Monday, March 27, 2017

And so, Gilbert and Sullivan This Morning

Dear Mrs. Rothwood,

     How do you find the modern world, dear friend?  I have always been called an old soul.  The past has always been a fantasy of mine.  

     I am finding the modern world more and more vulgar, loud, dark, overwhelming, and over stimulating.  I can no longer watch most modern movies or television shows not only for moral reasons, but because the action, lighting, camera work, and sound effects drive me away.

     Today's fashions leave me yawning and bored, or shocked and dismayed.  Today's music yields little inspiration or joy.  Beauty and loveliness have been replaced with vulgarity and sex appeal.  Etiquette and decorum has been replaced with anything goes.

     I'm sorry.  It is tiresome to be an audience to anyone who complains about times present.  I know every generation has done so, yearning for the rose-colored past.  I am not idly complaining, though.  I do realize that I have a choice.  I have control in my own life.

     And so, I played Gilbert and Sullivan this morning.  And while I am still in jeggings (oh, I am getting so bored with jeggings, but they are comfy and easy) I wear a silk blouse.  And I write to you.  Lovely!


Mrs.

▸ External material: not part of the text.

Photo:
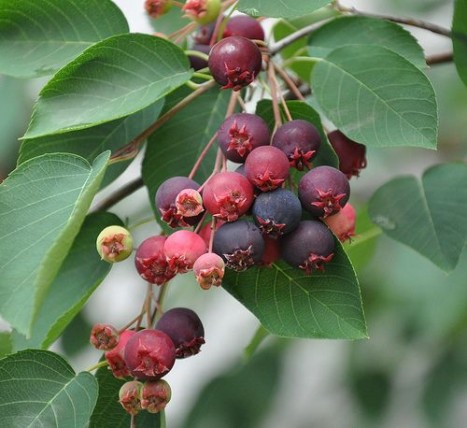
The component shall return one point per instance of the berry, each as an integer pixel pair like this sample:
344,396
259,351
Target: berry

D. Scott

Sunday, March 26, 2017

And So it Lingers

Dear Mrs. Rothwood,

     My sincere apologies for not writing to you in such a long time.  My illness will not abate.  What started as strep throat turned into a cold, then bronchitis, and now a sinus infection.  I have religiously taken my vitamins and supplements since October and yet my immune system cannot keep up.  It needs sunshine and dirt. 

     The calendar says spring arrived March 20th, but indeed it has not here. Winter lingers with arctic temperatures combined with March winds-winds that ought to be bringing in the warmer weather that melts snow and coaxes the crocuses out of hiding. There is no such spring right now.  Just cold, gray, windy, icy winter.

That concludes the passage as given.